Riding by yourself is enlightening.
During this time, I learned to camp. I learned to pack too heavy then pack too light. I learned to deal with my mechanical issues because I am not mechanical. I’ve been intrigued by it ever since.
Things have changed for me over the years. In the beginning, it was really the thrill of being on a motorcycle in the back country. I think we all evolve when we’re in the back country with these bikes and we connect not only to nature but to people and then ultimately it became more about exploring. It became, not being on a motorcycle to see what I could do with a motorcycle, it became more about pursuing my interests and curiosity. The motorcycle was just a way of getting there.
When you spend a lot of time on the motorcycle you learn to wing it, not being sure where you are going to be or what you’re going to be doing. That makes it exciting when you come up on a small group of people or a small community. Whether it’s in Uzbekistan or Wyoming, I enjoy the opportunity to visit with the local people because along the way I’m running across people and stories that I connect to.
Create unfiltered experiences.
It’s important for everybody to understand that what I am doing with Along the Way is not a travel log about motorcycle travel. It’s not about me promoting myself as a great motorcycle rider. In fact, I’m not an expert rider. I know what expert riders look like, and I am not one. However, I tend to ride a lot of expert bikes, because if I want to go to these places, I have to be able to ride them. At the same time, I’ve been asked frequently to participate in school programs and college programs, speaking at various organized groups and I realized that I wasn’t organized. People wanted to connect with some of my experiences and I didn’t have an organized way of doing that. So that’s where Along the Way came in.
Along the Way becomes a vehicle by which I can talk about
Along the Way is sharing how I satisfy my curiosities about remote places in the world, different cultures and ethnicities. I create real questions in my mind about what these places look like, what they will look like, and what type of evolution they will go through in the future.
We all have an Along the Way story and we all have a certain curiosity.

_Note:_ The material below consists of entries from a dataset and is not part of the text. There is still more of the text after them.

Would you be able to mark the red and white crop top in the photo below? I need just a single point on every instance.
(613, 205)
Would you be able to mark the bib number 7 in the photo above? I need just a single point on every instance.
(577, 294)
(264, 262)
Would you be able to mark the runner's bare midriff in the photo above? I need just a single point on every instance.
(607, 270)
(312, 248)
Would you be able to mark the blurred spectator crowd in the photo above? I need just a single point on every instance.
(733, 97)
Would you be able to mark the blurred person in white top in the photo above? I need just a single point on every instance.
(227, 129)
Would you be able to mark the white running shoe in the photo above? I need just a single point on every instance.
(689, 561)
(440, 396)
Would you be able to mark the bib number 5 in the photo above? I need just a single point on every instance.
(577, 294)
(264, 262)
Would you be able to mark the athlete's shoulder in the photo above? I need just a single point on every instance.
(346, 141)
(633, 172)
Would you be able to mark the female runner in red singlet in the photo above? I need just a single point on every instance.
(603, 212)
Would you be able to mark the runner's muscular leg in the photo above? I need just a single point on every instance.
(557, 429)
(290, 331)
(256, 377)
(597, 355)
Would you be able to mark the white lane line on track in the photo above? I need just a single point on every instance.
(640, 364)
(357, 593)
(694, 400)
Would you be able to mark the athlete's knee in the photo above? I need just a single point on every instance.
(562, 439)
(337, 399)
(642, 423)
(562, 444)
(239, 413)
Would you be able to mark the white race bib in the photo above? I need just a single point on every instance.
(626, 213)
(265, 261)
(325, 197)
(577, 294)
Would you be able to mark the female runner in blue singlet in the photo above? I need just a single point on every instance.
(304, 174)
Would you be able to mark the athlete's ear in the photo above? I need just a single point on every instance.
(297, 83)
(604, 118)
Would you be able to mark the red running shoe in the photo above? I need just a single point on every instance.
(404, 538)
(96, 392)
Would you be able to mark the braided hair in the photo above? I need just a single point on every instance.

I think we should embellish that curiosity. I think we should capture our curiosity. It doesn’t have to be on a motorcycle. It doesn’t have to be in the back country. If your life is involved with being curious about various things, you should pursue it.
Ask yourself, how do you share your story?
How do you share your experiences?
How do you make sure that it gets beyond just yourself?
Travel provides us with this incredible understanding of
the people and cultures of the world.
It’s interesting, when you live in Idaho, you have lots and lots of choices. In the beginning, when somebody asked me where I was going, I typically would say, “I really don’t know where I’m going. I’m going to take off this way and then I’m probably going to go over here and maybe I will do this.” I carried maps and GPS. But I chose early to ride in the back country until I learned the back country and experienced it. I rode all over Idaho, most of Eastern Oregon, and some of western Wyoming. It was fantastic.
Today I’m more organized because I’m learning
where I want to be.
I’m learning what I want to experience. Right now, as an example, I am determined to experience Eastern Europe post World War II, the Stalin years. I’m scheduled to head to Eastern Europe and that will be about museums and learning. Anytime I can find somebody that can share stories from that era, I appreciate those conversations. Sometimes it takes remote villages or towns. You see a coffee shop and just a couple of people sitting around. They quickly welcome you when you pull up on a motorcycle.
I don’t know where we should all begin when we do this. I do think it’s important and I think it’s valuable to ‘experience our curiosity’.
I have a fundamental curiosity about things.
It just so happens mine is about some of these remote places in the world and experiencing parts of the world that people don’t get to experience. But whether it’s something local or something in southern Utah or northern Idaho, I encourage people, if that’s what you’re interested in and if you’re curious about it, just go take simple steps to do it. It’s about doing things once and then maybe twice, if you still like it do it five or six times.
Challenges always come up particularly when I’m by myself. However, I have found that things seem to work out when you are as organized as you can be and you pursue your passions. I can list many stories about things that rattle you sometimes and get your attention.